An important decomposition of any vector \(y\in\mathbb{R}^n\) is \[y=QQ'y+(I-QQ')y=QQ'y+Q_\perp Q_\perp'y,\] which implies a corresponding decomposition of the sum of squares \[y'y=y'QQ'y+y'Q_\perp Q_\perp'y.\]
Consider the problem of finding the vector \(z\) in the column-space of \(X\) which is closest to \(y\) in the least-squares sense. This is the same as finding \(b\) such that \((y-Qb)'(y-Qb)\) is minimized over \(b\), where \(Q\) is an orthonormal basis for the column-space of \(X\).
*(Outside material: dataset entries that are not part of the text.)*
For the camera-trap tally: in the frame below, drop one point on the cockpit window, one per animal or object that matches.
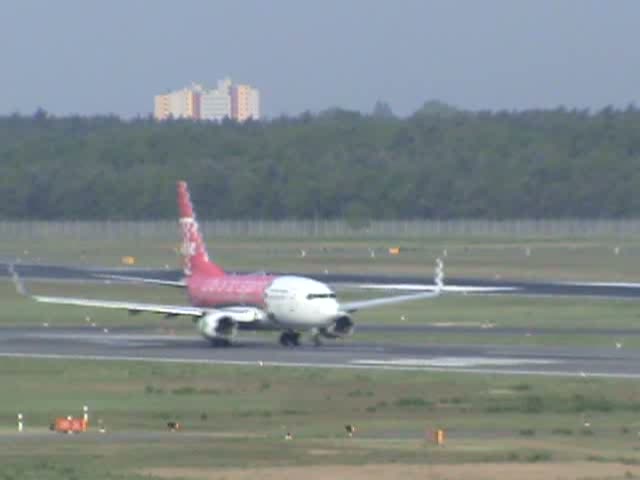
(311, 296)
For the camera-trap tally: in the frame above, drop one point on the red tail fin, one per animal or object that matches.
(194, 251)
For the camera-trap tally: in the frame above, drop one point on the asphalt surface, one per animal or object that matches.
(143, 345)
(139, 345)
(577, 289)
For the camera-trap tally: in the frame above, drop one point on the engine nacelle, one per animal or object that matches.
(342, 327)
(215, 326)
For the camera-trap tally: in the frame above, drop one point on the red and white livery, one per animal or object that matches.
(222, 303)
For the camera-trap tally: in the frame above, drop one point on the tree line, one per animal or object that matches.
(438, 163)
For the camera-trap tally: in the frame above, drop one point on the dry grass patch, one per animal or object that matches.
(471, 471)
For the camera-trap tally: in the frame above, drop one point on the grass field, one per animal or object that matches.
(236, 417)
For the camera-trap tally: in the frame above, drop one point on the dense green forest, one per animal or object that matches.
(437, 163)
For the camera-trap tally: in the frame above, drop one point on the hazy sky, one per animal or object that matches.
(86, 56)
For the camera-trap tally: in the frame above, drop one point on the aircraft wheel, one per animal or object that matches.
(316, 338)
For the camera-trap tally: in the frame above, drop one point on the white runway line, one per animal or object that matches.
(456, 362)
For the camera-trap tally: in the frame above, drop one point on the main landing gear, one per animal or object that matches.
(290, 339)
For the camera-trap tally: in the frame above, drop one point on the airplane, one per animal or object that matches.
(222, 303)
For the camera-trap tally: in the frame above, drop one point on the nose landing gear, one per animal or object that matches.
(290, 339)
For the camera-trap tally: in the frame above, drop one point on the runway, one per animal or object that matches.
(509, 287)
(140, 345)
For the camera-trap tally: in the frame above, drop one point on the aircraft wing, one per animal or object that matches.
(240, 314)
(133, 307)
(351, 307)
(407, 287)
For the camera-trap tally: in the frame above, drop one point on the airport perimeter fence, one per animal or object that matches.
(168, 229)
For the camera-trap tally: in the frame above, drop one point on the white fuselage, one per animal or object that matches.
(300, 303)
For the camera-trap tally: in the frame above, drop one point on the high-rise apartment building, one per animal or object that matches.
(238, 102)
(215, 104)
(245, 103)
(183, 103)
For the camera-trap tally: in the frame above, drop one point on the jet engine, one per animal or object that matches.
(217, 327)
(342, 327)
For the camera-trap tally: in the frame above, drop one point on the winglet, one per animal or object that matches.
(17, 281)
(439, 275)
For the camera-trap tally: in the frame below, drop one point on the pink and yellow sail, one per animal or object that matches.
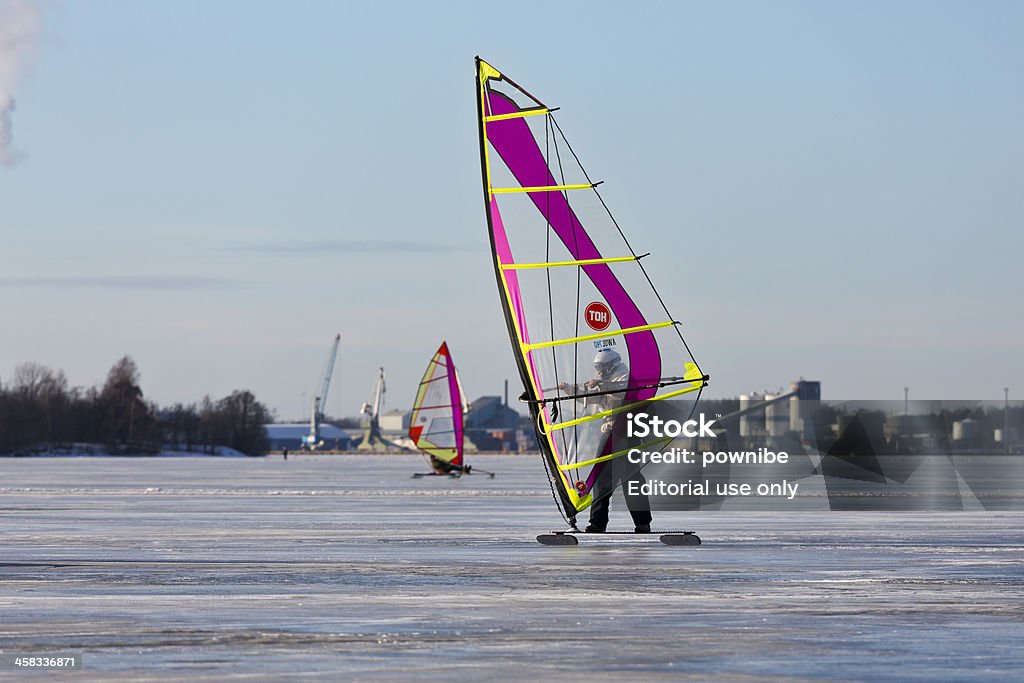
(570, 287)
(436, 423)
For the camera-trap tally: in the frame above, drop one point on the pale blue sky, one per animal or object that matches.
(218, 187)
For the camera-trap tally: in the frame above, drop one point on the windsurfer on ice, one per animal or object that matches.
(611, 375)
Now \[ (y-Qb)'(y-Qb)=y'y-2y'Qb+b'b=y'y-y'QQ'y+(b-Q'y)'(b-Q'y) \] which is equal to its minimum value \[ y'y-y'QQ'y=y'(I-QQ')y=y'Q_\perp Q_\perp'y \] for \(b=Q'y\) and thus \(Qb=QQ'y\).
So \(QQ'y\) is the vector in the column-space of \(X\) closest to \(y\), i.e. the projection of \(y\) on the column-space. And \[y-QQy=Q_\perp Q_\perp'y\] is the residual, which also happens to be the vector in the null-space of \(X\) closest to \(y\), i.e. the projection of \(y\) on the null-space.